Friday, June 7, 2019
It is amazing what proper care can do for a plant. Cutting away healthy parts is something that we usually avoid. As a result our roses have not produced much in the way of flowers. My primary care physician advised pruning roses when the Forsythia is in bloom. We followed his advise this year with impressive results. Elle's rose is in front of Blue Flag. When Amy and I encountered this native plant in the wild, one or two flowering stalks per plant is what we usually saw. Under cultivation it has created an impressively sized display. Field grasses crowded the flag in the wild while here we at least keep the weeds cleared. When the ground is ready in the new garden, this clump will provide us with several new plants and probably benefit from the thinning.
Elle is one of the women of years that encouraged our early attempts at gardening with both gifts of plants and sage advice. She is no longer physically with us but her flowering gifts to us bring back pleasant memories of time spent together. As a gardener, she was a ruthless pruner and her techniques still work wonders. Our slowness to learn from her was likely a factor in the loss of the double red Rugosa Rose that she also gave to us. We have considered buying such a rose but that never seems right.
Eighteen years ago we spent Mother's Day with Amy at Wild Flower Island. She took the subway from Brooklyn to Grand Central Station station for a commuter train. From there a ride to Croton placed her near our goal. We drove to the Croton station then spent the day together. Purple is a favorite color of mine and we purchased a Meadow Sage plant at the gift shop. This plant has seeded freely and now grows in several places in or near our paths.

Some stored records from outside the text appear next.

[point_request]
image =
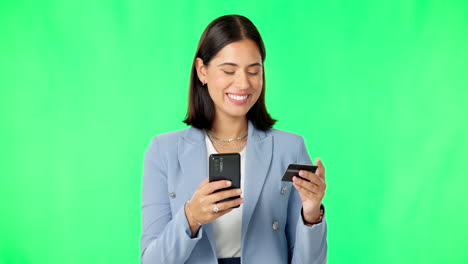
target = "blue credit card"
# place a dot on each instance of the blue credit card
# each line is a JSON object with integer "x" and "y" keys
{"x": 293, "y": 170}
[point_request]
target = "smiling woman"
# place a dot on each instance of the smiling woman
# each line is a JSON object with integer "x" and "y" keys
{"x": 187, "y": 218}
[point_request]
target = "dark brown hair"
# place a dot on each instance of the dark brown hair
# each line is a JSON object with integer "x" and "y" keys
{"x": 219, "y": 33}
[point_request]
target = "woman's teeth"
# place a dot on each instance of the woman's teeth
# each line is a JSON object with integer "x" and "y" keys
{"x": 237, "y": 97}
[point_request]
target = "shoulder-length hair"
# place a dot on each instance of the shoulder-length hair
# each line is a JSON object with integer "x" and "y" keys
{"x": 219, "y": 33}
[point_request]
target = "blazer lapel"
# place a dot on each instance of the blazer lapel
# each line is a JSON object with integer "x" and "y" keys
{"x": 193, "y": 160}
{"x": 257, "y": 162}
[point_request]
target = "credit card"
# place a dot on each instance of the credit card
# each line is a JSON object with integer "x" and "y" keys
{"x": 293, "y": 170}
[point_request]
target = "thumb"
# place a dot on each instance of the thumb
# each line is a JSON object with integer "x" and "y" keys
{"x": 321, "y": 169}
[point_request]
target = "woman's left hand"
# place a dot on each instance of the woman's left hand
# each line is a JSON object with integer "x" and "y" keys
{"x": 311, "y": 192}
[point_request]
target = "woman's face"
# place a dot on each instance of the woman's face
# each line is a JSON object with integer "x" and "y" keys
{"x": 234, "y": 78}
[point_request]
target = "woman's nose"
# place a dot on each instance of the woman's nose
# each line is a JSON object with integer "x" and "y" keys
{"x": 242, "y": 81}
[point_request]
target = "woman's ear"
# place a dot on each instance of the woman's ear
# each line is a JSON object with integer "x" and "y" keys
{"x": 201, "y": 70}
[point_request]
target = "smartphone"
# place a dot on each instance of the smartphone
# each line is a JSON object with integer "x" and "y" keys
{"x": 293, "y": 170}
{"x": 225, "y": 166}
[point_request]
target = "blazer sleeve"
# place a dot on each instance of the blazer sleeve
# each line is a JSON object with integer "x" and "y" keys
{"x": 166, "y": 238}
{"x": 307, "y": 244}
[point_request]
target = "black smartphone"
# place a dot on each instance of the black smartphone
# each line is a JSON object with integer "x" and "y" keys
{"x": 225, "y": 166}
{"x": 293, "y": 170}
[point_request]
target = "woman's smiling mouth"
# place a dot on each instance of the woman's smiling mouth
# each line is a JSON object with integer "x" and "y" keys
{"x": 238, "y": 99}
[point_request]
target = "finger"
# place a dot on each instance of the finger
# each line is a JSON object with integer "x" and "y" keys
{"x": 221, "y": 213}
{"x": 306, "y": 194}
{"x": 218, "y": 196}
{"x": 228, "y": 204}
{"x": 312, "y": 177}
{"x": 204, "y": 182}
{"x": 321, "y": 169}
{"x": 216, "y": 185}
{"x": 317, "y": 189}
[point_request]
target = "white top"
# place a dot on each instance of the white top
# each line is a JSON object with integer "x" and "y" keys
{"x": 227, "y": 228}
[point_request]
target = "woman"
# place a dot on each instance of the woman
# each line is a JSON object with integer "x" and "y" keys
{"x": 183, "y": 220}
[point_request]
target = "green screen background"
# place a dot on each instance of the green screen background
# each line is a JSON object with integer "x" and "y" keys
{"x": 377, "y": 88}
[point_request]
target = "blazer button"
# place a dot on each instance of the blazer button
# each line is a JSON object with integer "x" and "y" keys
{"x": 275, "y": 225}
{"x": 284, "y": 190}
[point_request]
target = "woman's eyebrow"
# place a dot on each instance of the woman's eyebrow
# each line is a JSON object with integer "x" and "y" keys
{"x": 233, "y": 64}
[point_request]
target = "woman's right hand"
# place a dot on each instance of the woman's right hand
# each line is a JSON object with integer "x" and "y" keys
{"x": 204, "y": 201}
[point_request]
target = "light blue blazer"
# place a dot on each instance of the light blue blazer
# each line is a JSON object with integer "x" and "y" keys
{"x": 273, "y": 231}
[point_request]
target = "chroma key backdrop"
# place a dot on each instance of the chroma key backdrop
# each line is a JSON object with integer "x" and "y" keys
{"x": 378, "y": 89}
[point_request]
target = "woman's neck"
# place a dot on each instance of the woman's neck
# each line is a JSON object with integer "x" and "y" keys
{"x": 226, "y": 128}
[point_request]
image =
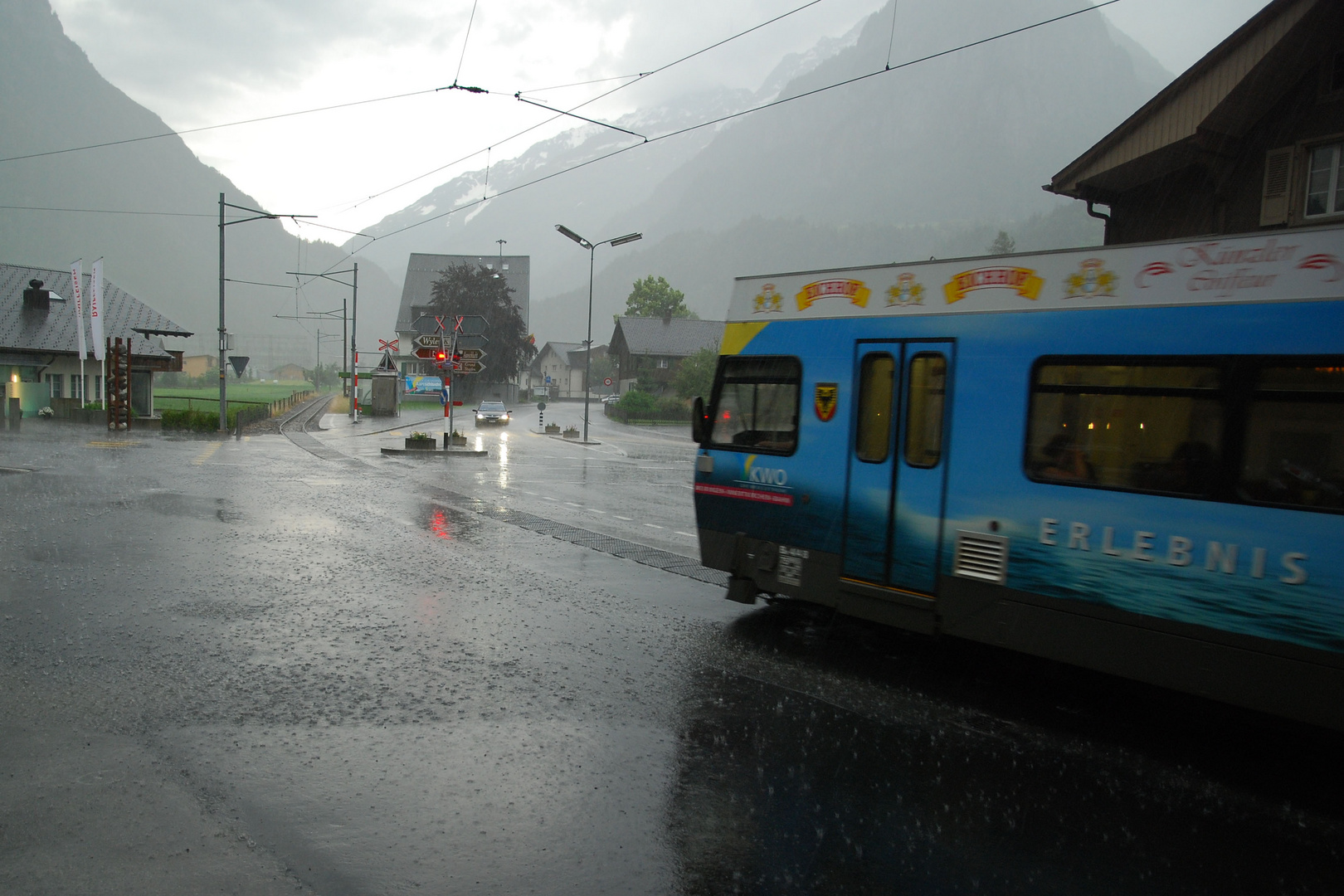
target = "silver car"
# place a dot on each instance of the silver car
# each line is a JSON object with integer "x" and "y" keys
{"x": 492, "y": 412}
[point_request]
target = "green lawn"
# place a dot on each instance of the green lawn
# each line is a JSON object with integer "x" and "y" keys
{"x": 201, "y": 399}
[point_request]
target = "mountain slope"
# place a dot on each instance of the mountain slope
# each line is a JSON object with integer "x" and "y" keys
{"x": 908, "y": 163}
{"x": 51, "y": 97}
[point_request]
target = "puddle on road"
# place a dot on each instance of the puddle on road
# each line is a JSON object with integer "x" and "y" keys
{"x": 778, "y": 790}
{"x": 449, "y": 524}
{"x": 173, "y": 504}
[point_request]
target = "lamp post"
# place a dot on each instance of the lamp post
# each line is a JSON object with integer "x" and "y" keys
{"x": 223, "y": 334}
{"x": 587, "y": 353}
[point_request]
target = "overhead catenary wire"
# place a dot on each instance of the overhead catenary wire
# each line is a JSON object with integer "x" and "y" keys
{"x": 747, "y": 112}
{"x": 587, "y": 102}
{"x": 709, "y": 123}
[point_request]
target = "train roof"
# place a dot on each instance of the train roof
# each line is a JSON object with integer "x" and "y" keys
{"x": 1283, "y": 265}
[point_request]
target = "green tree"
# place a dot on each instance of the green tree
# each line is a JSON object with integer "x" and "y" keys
{"x": 1003, "y": 245}
{"x": 655, "y": 297}
{"x": 474, "y": 290}
{"x": 695, "y": 375}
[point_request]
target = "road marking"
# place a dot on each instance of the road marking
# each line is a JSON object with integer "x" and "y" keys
{"x": 207, "y": 453}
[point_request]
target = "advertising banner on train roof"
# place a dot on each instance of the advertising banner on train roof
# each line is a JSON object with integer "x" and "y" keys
{"x": 1276, "y": 266}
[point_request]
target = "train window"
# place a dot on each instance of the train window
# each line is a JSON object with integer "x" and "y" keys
{"x": 1294, "y": 438}
{"x": 923, "y": 409}
{"x": 1148, "y": 427}
{"x": 757, "y": 406}
{"x": 877, "y": 388}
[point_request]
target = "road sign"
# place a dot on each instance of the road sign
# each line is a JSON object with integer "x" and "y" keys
{"x": 470, "y": 325}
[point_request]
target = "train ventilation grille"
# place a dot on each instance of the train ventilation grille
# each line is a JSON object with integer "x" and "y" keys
{"x": 981, "y": 557}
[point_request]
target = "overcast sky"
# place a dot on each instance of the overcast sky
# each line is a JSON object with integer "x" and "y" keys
{"x": 201, "y": 63}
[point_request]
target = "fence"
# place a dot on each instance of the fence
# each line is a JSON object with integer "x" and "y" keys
{"x": 238, "y": 416}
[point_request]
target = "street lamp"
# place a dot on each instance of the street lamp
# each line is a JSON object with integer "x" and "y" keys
{"x": 587, "y": 353}
{"x": 223, "y": 334}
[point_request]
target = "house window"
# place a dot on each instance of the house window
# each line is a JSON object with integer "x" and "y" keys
{"x": 1324, "y": 186}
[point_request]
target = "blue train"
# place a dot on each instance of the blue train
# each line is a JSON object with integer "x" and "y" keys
{"x": 1127, "y": 458}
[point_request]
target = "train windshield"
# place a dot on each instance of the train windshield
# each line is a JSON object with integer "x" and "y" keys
{"x": 757, "y": 405}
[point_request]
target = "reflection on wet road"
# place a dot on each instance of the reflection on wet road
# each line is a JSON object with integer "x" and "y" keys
{"x": 241, "y": 666}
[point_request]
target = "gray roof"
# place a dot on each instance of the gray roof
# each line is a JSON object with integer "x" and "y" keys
{"x": 675, "y": 338}
{"x": 56, "y": 332}
{"x": 422, "y": 270}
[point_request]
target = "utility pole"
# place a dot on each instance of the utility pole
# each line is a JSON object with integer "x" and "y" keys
{"x": 223, "y": 334}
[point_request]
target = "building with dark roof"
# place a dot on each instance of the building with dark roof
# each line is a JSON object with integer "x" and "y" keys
{"x": 1250, "y": 137}
{"x": 39, "y": 342}
{"x": 656, "y": 345}
{"x": 559, "y": 370}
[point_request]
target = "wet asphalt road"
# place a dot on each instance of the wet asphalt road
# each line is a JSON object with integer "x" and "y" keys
{"x": 236, "y": 666}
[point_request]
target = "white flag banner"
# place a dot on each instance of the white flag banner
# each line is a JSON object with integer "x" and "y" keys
{"x": 77, "y": 278}
{"x": 95, "y": 310}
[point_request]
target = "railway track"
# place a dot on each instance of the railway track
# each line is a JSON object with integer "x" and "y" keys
{"x": 296, "y": 426}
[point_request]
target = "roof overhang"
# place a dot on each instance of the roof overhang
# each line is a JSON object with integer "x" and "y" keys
{"x": 1200, "y": 113}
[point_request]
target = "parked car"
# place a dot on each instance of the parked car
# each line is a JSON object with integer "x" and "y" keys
{"x": 492, "y": 412}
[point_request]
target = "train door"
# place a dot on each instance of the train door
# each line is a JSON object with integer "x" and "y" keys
{"x": 897, "y": 464}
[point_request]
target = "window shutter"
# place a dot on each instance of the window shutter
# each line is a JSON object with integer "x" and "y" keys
{"x": 1278, "y": 175}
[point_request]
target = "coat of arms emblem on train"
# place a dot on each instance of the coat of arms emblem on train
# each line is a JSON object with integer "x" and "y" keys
{"x": 825, "y": 394}
{"x": 767, "y": 299}
{"x": 1092, "y": 280}
{"x": 906, "y": 290}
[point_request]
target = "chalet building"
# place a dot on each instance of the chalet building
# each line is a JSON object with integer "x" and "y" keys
{"x": 559, "y": 368}
{"x": 656, "y": 345}
{"x": 39, "y": 342}
{"x": 1250, "y": 137}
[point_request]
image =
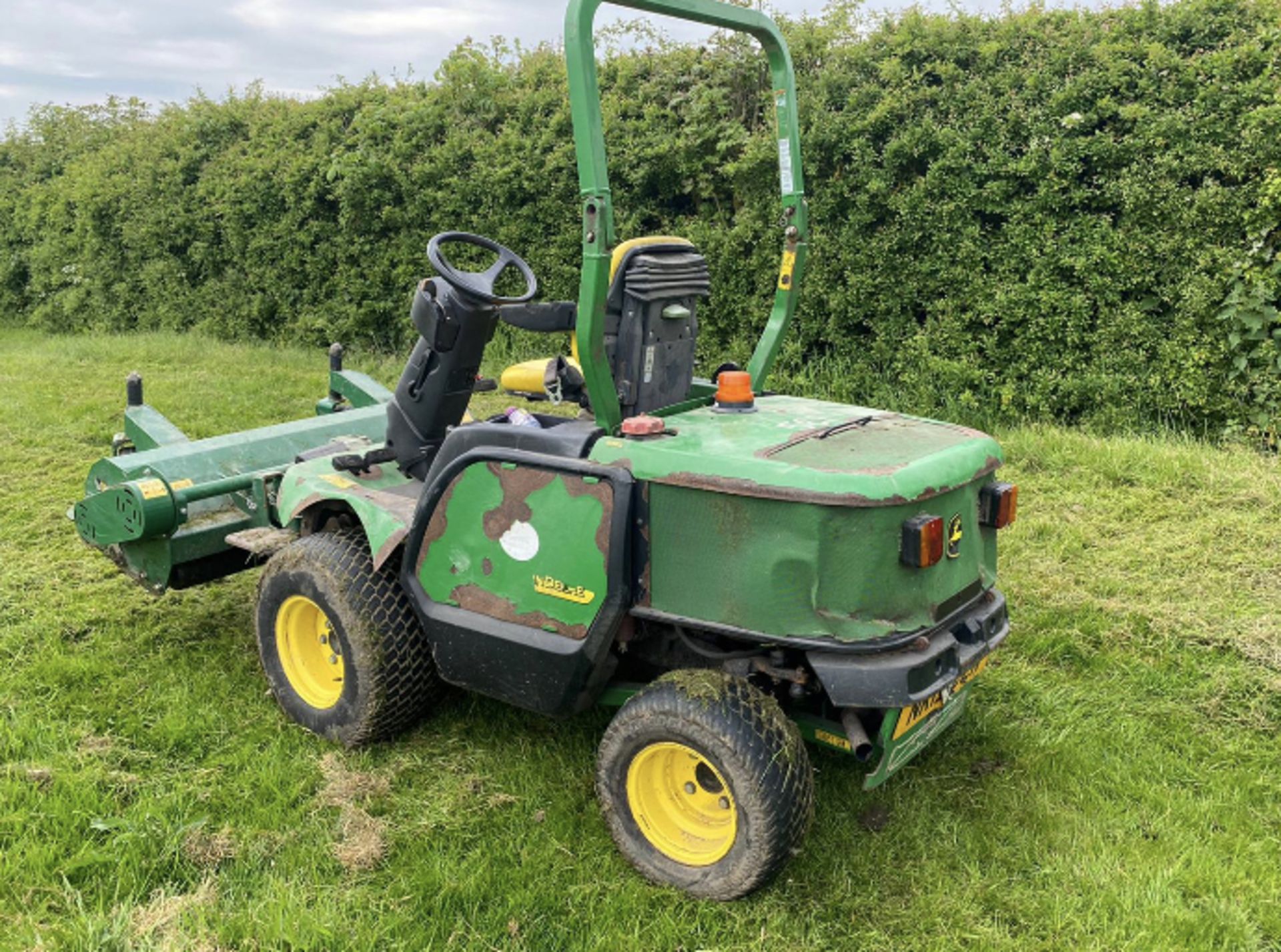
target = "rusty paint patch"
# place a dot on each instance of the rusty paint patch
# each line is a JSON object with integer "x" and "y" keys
{"x": 802, "y": 436}
{"x": 437, "y": 524}
{"x": 303, "y": 505}
{"x": 602, "y": 494}
{"x": 472, "y": 597}
{"x": 516, "y": 484}
{"x": 733, "y": 486}
{"x": 390, "y": 545}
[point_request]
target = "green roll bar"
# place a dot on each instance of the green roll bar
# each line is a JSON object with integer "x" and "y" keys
{"x": 598, "y": 237}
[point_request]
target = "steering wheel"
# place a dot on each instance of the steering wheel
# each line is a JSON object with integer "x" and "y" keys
{"x": 480, "y": 285}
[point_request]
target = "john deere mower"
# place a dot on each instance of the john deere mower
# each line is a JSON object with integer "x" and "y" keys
{"x": 736, "y": 570}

We soon discovered an extremely disagreeable trait of this plant. Any contact with the leaves releases a stench that reeks of human body odor. Only in the locker room during a sophomore gym class have I ever encountered a smell as foul as what is released by this plant. Today I raised the question about the nature of the scent released by these beautiful hooded purple flowers. It reeks as strongly as the leaves. There are several reasons why this plant is still with us. It reminds us of a very special day spent with our firstborn. This plant sends down a stout tap root so removing it requires considerable time and effort while surrounded by foulness. We simply let if grow freely unless we really have plans for the ground it holds. In this instance beauty comes with a cost.